Wednesday, January 27, 2010

Harvest Season: Making The Most Of Your Losses.

Last summer we did an entire series on Capital Gains and Losses. If you want to review what we said then and what was our logic for taking these losses go to these posts: Tax Loss Synopsis, Losses in Taxable Accounts and Losses in Tax Deferred Accounts.

Turns out others agree with me, especially when it comes to ETFs. Below is an article in ETFR Magazine that makes most of my same arguments. Below are excerpts. Highlights are mine.

"For the majority of investors, 2009 has been a year of recovery and some chunky capital gains; in other words the complete opposite of the previous one. For those who are invested in ETFs, such a volatile back-to-back performance has created the perfect environment in which to harvest capital losses in order to maximize returns.

Tax loss harvesting works like this: If an investor is showing losses on a particular security, he or she can sell that security and book the capital loss for tax reasons. The investor then has one of two choices: either keep their money in the new securities, or switch back into the original investment, after no less than 30 days. In either case, the result is that the loss incurred on the original investment can be rolled over into profits elsewhere, reducing the amount of capital gains tax the investor ends up paying.


There is nowhere this strategy makes more sense than in the world of ETFs. With a rapidly expanding number of funds, along with record sums in assets under management this year, its getting easier and easier to find ETFs that are almost exactly correlated to one another......

Tax loss harvesting is about the closest thing to a free lunch in investing. You sell one position and buy another that will give a similar performance, hold it for 30 days, and switch back.....

The IRS does have some rules around exactly what can and cannot be swapped and qualify for a tax loss. Specifically the IRS requires that two products cannot be 'substantially similar'; it doesn't want you making the swap exclusively for tax reasons, selling one security and immediately buying it back. It requires the two securities to be different.
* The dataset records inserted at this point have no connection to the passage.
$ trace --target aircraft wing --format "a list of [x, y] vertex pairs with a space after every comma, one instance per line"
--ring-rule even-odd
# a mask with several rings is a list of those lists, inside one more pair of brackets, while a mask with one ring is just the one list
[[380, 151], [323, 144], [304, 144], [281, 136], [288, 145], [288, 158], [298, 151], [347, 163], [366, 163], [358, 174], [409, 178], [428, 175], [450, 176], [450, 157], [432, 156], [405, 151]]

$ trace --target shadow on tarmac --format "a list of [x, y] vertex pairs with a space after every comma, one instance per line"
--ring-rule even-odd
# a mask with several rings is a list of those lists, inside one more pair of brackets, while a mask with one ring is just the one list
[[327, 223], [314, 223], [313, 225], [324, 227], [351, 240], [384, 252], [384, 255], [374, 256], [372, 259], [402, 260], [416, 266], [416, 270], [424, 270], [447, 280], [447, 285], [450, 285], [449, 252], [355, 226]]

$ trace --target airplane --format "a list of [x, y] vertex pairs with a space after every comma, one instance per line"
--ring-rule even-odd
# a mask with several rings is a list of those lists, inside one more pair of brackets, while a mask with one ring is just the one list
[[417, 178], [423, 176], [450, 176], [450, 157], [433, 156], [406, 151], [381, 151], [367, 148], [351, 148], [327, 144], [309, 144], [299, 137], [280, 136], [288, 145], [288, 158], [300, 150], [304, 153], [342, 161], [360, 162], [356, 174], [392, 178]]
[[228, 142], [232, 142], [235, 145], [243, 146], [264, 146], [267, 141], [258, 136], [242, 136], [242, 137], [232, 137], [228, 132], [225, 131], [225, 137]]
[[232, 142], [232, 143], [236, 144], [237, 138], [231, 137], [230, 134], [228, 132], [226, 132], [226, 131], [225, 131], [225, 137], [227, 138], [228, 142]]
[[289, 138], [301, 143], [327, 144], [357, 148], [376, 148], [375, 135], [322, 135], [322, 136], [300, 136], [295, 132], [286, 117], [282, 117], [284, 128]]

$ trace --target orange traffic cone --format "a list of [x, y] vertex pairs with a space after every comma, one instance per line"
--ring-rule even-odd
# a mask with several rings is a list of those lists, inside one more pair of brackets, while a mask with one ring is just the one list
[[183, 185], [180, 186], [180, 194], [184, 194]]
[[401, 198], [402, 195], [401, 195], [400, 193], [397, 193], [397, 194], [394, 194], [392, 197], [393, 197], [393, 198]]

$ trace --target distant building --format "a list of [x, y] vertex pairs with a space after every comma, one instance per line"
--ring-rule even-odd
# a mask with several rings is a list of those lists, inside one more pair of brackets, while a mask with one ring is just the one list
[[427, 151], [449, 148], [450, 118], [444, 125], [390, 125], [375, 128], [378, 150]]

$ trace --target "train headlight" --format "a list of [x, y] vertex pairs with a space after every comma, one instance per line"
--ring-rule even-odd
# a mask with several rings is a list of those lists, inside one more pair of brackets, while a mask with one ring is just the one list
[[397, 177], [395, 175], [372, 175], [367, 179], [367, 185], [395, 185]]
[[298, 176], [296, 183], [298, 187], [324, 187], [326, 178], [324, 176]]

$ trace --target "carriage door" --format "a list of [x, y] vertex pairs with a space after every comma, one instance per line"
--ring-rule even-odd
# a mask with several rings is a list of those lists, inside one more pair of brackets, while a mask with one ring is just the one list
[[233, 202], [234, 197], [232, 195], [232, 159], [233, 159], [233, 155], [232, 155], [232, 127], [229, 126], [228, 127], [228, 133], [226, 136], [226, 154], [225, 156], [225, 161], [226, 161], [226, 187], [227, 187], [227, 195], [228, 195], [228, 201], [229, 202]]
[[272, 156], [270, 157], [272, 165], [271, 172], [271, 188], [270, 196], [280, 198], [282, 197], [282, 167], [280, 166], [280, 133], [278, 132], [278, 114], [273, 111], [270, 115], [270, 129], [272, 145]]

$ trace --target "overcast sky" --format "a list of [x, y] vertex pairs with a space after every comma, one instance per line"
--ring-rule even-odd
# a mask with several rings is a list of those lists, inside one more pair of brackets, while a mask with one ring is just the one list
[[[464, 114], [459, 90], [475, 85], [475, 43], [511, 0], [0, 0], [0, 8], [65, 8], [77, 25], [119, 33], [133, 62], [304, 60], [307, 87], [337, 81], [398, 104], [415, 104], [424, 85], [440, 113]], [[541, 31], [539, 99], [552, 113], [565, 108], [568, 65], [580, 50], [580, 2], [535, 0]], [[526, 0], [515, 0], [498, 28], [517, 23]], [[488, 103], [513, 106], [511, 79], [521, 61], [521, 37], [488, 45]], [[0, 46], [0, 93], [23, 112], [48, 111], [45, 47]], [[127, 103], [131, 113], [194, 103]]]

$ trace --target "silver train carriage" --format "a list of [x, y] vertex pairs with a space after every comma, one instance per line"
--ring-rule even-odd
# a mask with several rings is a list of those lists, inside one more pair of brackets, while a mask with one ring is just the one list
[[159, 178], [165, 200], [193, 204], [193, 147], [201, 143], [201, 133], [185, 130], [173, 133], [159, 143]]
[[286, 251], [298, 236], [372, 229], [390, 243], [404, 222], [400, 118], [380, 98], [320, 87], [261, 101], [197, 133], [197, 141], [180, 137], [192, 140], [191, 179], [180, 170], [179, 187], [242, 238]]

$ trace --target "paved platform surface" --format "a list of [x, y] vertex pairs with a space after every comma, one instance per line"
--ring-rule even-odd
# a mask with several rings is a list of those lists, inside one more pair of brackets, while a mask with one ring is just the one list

Unfortunately, they've never said exactly what that means and {one} can find advisers who are cautious or aggressive in interpreting this mandate.....Most people agree that two funds tracking different indexes meet the IRS' guidelines, but in practice, there will never be a major month-to-month variance in performance between {different funds that basically track the same index but are comprised of certain different components}.....

An investor should always consider transaction costs and trading risk when executing tax loss harvesting strategies, but generally speaking, it's a straightforward way to boost overall returns."

Comment: There is a bit more to this subject than what this article briefly sketches out. I'd refer you again to my series on this topic if you would like a bit more detail. Here is however someone else making my same arguments regarding losses. The article also sites certain examples of how this could be done using specific ETFS which I don't believe are germaine to this post. I have a copy of this article and I would be willing to discuss the examples Harrison uses should any of my readers be interested. Also a brief reminder that we at Lumen Capital Management, LLC are not in the business of giving out tax advice regarding portfolios. Individuals should consult with their own tax advisers and also talk to their own investment advisers before implementing these kind of strategies.